Remarkable customer experiences make consumers feel like the most important person around, even if it is their first time dealing with the company. Consumers want to encounter interested, knowledgeable, and skilled employees who treat them with respect.
Additionally, research shows that employees who move beyond surface interaction behaviors, such as smiling or saying hello, to deeper, more meaningful behaviors score much higher in quality of the service. Examples: being uncommonly attentive, connecting to the customer, and sharing key information in conversation.
3. Be willing to work on customer problems. Customers want organizations to show concern for their well-being and for the problems they present. Recently an executive with a major insurance firm shared a story about his experience with Enterprise Rent-A-Car, top in the 2010 JD Powers customer satisfaction study among rental car companies. He and his colleagues, racing from a meeting, lacked time to fill the car with gas and were likely to miss the last plane home. They pulled into Enterprise, piled out of the car, and poured out their sob story to an Enterprise employee who listened intently. After they finished, he said, “So far you haven’t described anything we can’t solve.” He took them to a van, drove them straight to their airline gate, processed the rental paperwork, and sent them the information by e-mail. They made their flight home after having an outstanding customer experience.

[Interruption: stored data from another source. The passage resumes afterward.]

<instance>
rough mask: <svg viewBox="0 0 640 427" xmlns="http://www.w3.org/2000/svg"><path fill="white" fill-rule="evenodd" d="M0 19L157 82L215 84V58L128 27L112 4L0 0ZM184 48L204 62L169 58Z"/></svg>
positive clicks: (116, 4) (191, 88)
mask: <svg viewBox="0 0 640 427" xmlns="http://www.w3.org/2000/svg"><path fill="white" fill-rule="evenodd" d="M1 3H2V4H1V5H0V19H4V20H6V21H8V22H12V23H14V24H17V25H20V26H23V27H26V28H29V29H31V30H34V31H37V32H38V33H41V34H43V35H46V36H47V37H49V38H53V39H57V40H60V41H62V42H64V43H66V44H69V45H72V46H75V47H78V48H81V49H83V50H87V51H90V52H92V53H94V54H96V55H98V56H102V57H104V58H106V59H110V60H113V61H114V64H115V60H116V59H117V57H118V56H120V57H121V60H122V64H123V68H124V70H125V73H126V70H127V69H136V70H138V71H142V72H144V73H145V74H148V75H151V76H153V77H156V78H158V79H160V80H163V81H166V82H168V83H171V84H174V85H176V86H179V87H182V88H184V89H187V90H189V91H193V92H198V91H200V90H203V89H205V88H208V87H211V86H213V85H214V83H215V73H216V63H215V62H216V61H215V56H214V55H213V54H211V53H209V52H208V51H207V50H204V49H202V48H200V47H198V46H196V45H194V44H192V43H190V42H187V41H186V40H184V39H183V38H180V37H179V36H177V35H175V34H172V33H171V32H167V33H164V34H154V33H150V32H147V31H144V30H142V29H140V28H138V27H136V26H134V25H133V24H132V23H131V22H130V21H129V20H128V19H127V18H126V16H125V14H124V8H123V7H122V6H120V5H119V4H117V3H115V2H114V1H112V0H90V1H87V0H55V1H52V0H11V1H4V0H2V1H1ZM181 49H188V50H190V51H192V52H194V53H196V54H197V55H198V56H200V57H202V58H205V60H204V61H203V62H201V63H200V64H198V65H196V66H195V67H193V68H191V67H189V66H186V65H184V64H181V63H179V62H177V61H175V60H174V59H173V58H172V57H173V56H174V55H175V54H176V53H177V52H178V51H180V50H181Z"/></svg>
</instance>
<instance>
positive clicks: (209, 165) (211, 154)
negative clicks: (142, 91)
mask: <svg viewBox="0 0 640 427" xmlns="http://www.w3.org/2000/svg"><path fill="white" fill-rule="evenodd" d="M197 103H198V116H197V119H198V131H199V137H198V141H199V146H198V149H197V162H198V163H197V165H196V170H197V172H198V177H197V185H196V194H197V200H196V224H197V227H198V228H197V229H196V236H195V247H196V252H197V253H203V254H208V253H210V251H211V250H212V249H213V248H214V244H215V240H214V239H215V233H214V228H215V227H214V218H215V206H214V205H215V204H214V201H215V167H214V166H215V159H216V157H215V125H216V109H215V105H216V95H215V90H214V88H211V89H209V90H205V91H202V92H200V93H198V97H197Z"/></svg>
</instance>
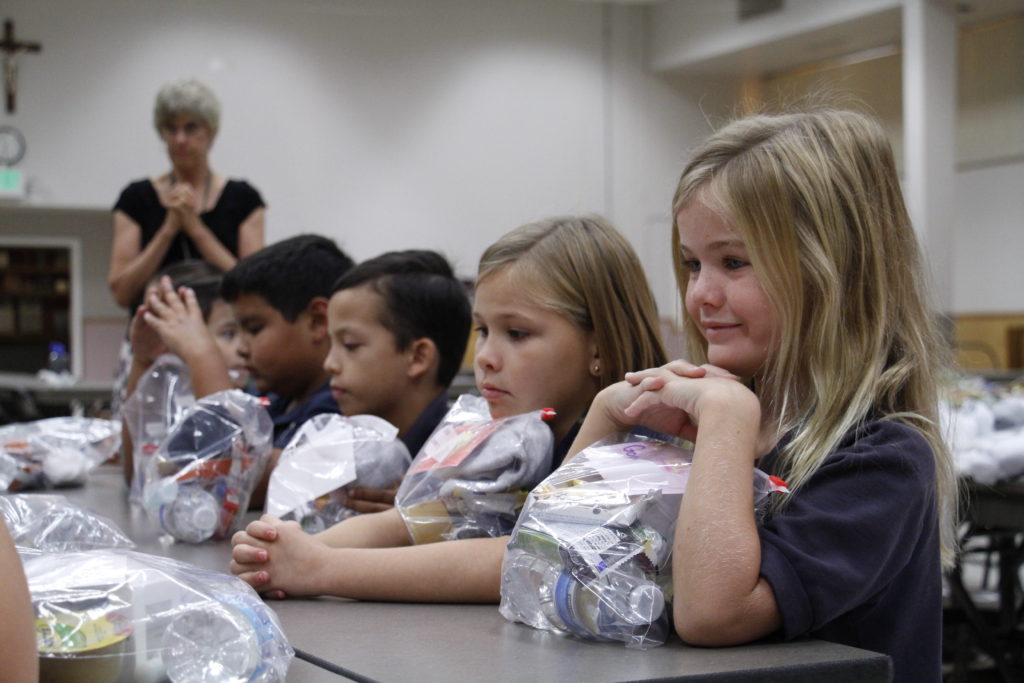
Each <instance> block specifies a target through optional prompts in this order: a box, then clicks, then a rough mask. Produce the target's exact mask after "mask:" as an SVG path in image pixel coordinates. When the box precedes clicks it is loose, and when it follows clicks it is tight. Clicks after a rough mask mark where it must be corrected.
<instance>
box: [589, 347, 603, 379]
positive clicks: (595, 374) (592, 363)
mask: <svg viewBox="0 0 1024 683" xmlns="http://www.w3.org/2000/svg"><path fill="white" fill-rule="evenodd" d="M587 370H588V371H589V372H590V374H591V376H592V377H600V376H601V354H600V353H599V352H598V350H597V344H595V343H593V342H591V344H590V366H588V368H587Z"/></svg>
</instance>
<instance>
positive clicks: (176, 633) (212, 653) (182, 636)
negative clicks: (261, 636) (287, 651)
mask: <svg viewBox="0 0 1024 683" xmlns="http://www.w3.org/2000/svg"><path fill="white" fill-rule="evenodd" d="M163 658H164V667H165V668H166V670H167V676H168V677H169V678H170V679H171V680H172V681H174V682H175V683H179V682H180V683H228V682H230V683H236V682H238V683H243V682H244V681H250V680H252V679H253V678H254V677H255V675H256V674H257V672H258V671H259V670H260V668H261V667H263V666H264V665H263V660H262V659H263V653H262V650H261V647H260V633H259V632H258V630H257V625H255V624H254V623H253V621H252V620H251V618H250V617H248V616H247V615H246V613H245V612H244V611H243V610H240V609H238V608H236V607H234V606H232V605H228V604H225V603H222V602H205V603H201V604H198V605H193V606H189V607H188V608H186V609H184V610H183V611H181V612H180V613H179V614H177V615H175V616H174V617H173V618H172V620H171V622H170V623H169V624H168V625H167V630H166V631H165V632H164V650H163Z"/></svg>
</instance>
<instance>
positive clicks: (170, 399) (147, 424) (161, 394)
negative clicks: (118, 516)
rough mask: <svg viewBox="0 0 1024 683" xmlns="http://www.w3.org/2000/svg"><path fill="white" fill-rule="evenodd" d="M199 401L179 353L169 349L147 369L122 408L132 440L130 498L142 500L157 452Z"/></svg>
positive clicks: (138, 499) (139, 380)
mask: <svg viewBox="0 0 1024 683" xmlns="http://www.w3.org/2000/svg"><path fill="white" fill-rule="evenodd" d="M195 404H196V396H195V395H193V386H191V379H190V377H189V375H188V369H187V368H186V367H185V365H184V362H183V361H182V360H181V358H179V357H178V356H176V355H174V354H173V353H165V354H163V355H161V356H159V357H158V358H157V360H156V361H155V362H154V364H153V365H152V366H151V367H150V368H148V370H146V371H145V374H143V375H142V377H141V378H139V380H138V384H136V386H135V391H134V392H132V395H130V396H129V397H128V399H127V400H126V401H125V403H124V407H123V408H122V409H121V419H122V421H123V422H124V424H125V427H127V428H128V432H129V433H130V434H131V440H132V453H131V454H130V457H131V459H132V480H131V486H130V490H129V498H130V499H131V500H132V501H133V502H138V501H140V500H141V496H142V483H143V482H142V477H143V475H144V472H145V466H146V463H147V462H148V460H150V459H151V458H152V457H153V454H155V453H156V452H157V449H158V447H159V446H160V444H161V443H163V441H164V439H166V438H167V435H168V434H169V433H170V432H171V429H172V427H173V426H174V425H175V424H176V423H177V422H178V421H179V420H181V418H183V417H184V416H185V414H186V413H187V412H188V411H189V410H190V409H191V408H193V407H194V405H195Z"/></svg>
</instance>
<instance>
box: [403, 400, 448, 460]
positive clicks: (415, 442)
mask: <svg viewBox="0 0 1024 683" xmlns="http://www.w3.org/2000/svg"><path fill="white" fill-rule="evenodd" d="M447 411H449V398H447V394H446V393H445V392H444V391H442V392H440V393H439V394H437V397H436V398H434V399H433V400H432V401H431V402H430V404H429V405H427V407H426V408H425V409H423V412H422V413H420V416H419V417H418V418H416V422H414V423H413V426H412V427H410V428H409V430H408V431H407V432H406V435H404V436H402V437H401V439H400V440H401V442H402V443H404V444H406V447H407V449H408V450H409V455H410V456H412V457H413V458H416V454H418V453H419V452H420V449H422V447H423V444H424V443H426V442H427V439H428V438H430V435H431V434H433V433H434V430H435V429H436V428H437V425H438V424H440V421H441V420H443V419H444V416H445V415H447Z"/></svg>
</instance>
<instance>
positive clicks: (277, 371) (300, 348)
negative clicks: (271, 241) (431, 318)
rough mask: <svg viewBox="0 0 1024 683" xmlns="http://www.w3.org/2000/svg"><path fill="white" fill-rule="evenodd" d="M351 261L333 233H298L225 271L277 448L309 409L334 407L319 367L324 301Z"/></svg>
mask: <svg viewBox="0 0 1024 683" xmlns="http://www.w3.org/2000/svg"><path fill="white" fill-rule="evenodd" d="M352 265H353V264H352V259H350V258H349V257H348V256H347V255H346V254H345V253H344V252H342V251H341V250H340V249H338V247H337V245H335V243H334V242H332V241H331V240H328V239H327V238H324V237H321V236H317V234H299V236H296V237H293V238H289V239H287V240H282V241H281V242H278V243H274V244H272V245H269V246H267V247H264V248H263V249H261V250H259V251H258V252H256V253H255V254H251V255H250V256H247V257H246V258H244V259H242V260H240V261H239V262H238V263H237V264H236V265H234V267H233V268H231V269H230V270H228V271H227V272H226V273H224V280H223V283H222V284H221V287H220V293H221V296H223V298H224V300H225V301H227V302H229V303H230V304H231V306H232V307H233V308H234V315H236V317H238V319H239V329H240V330H241V333H242V348H241V349H240V352H241V354H242V356H243V357H244V358H245V359H246V367H247V369H248V370H249V373H250V376H251V377H252V379H253V382H254V383H255V385H256V388H257V390H259V392H260V393H264V394H268V395H269V397H270V405H269V407H268V409H267V410H268V411H269V413H270V417H271V418H272V419H273V444H274V447H275V449H283V447H284V446H285V445H287V444H288V441H289V440H290V439H291V438H292V436H293V435H294V433H295V431H296V429H298V427H299V426H301V425H302V423H303V422H305V421H306V420H308V419H309V418H311V417H312V416H314V415H317V414H319V413H335V412H337V410H338V408H337V404H336V403H335V402H334V400H333V399H332V397H331V389H330V387H329V386H328V382H327V380H328V375H327V372H326V371H325V370H324V359H325V358H326V357H327V353H328V349H329V347H330V341H329V339H328V333H327V304H328V297H330V296H331V291H332V287H331V286H332V285H333V284H334V282H335V281H336V280H337V279H338V276H339V275H340V274H343V273H344V272H345V271H347V270H348V269H349V268H351V267H352ZM274 462H275V461H274Z"/></svg>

An employee who listens to customers and their problems, focuses on the issue presented, shows a willingness to work to find solutions, and cares enough to help resolve their concerns can create a lasting bond with a customer. Empathy and sincere apologies can go a long way toward effective service recovery and ultimately retaining the customer. Sometimes no one can solve a problem to the customer’s satisfaction, but employees who care will work toward service recovery in some way that makes sense for both the organization and the customer.
4. When it doesn’t come naturally, train yourself to care. Research has shown that employees who score highly on emotional and social intelligence tests are more likely to display customer-oriented and empathetic behaviors.

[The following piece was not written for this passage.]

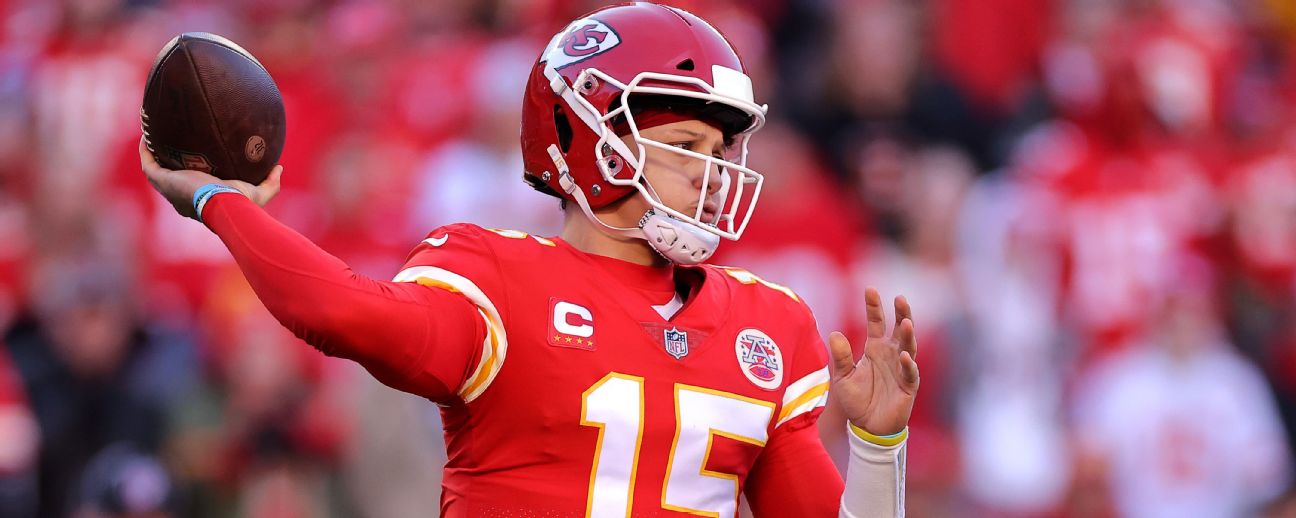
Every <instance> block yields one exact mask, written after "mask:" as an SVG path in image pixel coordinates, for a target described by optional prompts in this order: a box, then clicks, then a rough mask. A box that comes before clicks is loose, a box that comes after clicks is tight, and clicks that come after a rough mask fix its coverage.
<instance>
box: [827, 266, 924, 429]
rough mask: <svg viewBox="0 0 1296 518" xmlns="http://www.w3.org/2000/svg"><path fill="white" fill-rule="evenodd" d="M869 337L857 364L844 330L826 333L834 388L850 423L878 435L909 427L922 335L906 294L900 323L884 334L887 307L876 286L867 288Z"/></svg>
mask: <svg viewBox="0 0 1296 518" xmlns="http://www.w3.org/2000/svg"><path fill="white" fill-rule="evenodd" d="M864 304H866V307H867V311H868V341H867V342H864V354H863V355H862V357H861V359H859V363H855V361H854V355H853V354H851V351H850V342H848V341H846V337H845V335H842V334H841V333H836V332H835V333H832V334H831V335H829V337H828V350H829V352H831V354H832V365H833V373H832V385H831V389H829V390H831V391H832V394H835V395H836V400H837V401H840V403H841V407H842V411H845V413H846V418H848V420H850V422H851V423H854V425H855V426H858V427H861V429H863V430H864V431H867V433H870V434H874V435H892V434H898V433H899V431H901V430H905V426H907V425H908V416H910V414H911V413H912V412H914V396H915V395H918V382H919V377H918V361H916V357H918V338H915V337H914V320H912V317H914V315H912V312H911V310H910V307H908V300H906V299H905V297H897V298H896V328H894V329H893V330H892V334H890V335H889V337H888V335H886V311H885V310H884V308H883V300H881V295H879V294H877V290H876V289H872V287H870V289H867V290H864Z"/></svg>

Being nice, authentic, and empathetic is hard to maintain, however, and for some employees it doesn’t come naturally. They may need extra training. Some interesting research shows that training employees to be empathetic with customers has surprising positive effects. For example, when an airline trained flight attendants to see unruly passengers as frightened children, the attendants responded with greater empathy. Similarly, hospitals have trained physicians to read their patients’ emotions. The physicians then learn how to respond with their own appropriate emotions, body language, facial expressions, and words, without losing professional stability. Research also tells us that focusing on the details of a situation rather than only the big picture enhances empathetic responses, by getting an employee to think through the nuances. Companies can help employees develop their own emotional and social intelligence.
The remarkable customer experience happens when the entire corporate culture, from the CEO to the front-line employees, values it.
It may take longer than one holiday season to build a culture of remarkable customer experience,but if you want to create one this holiday season, start by truly caring, and think about what it means to be thoughtful, considerate, and attentive to a customer. In the end, this will pay long-term dividends with customers. And it’s a gift during the holiday rush that customers will enjoy and remember.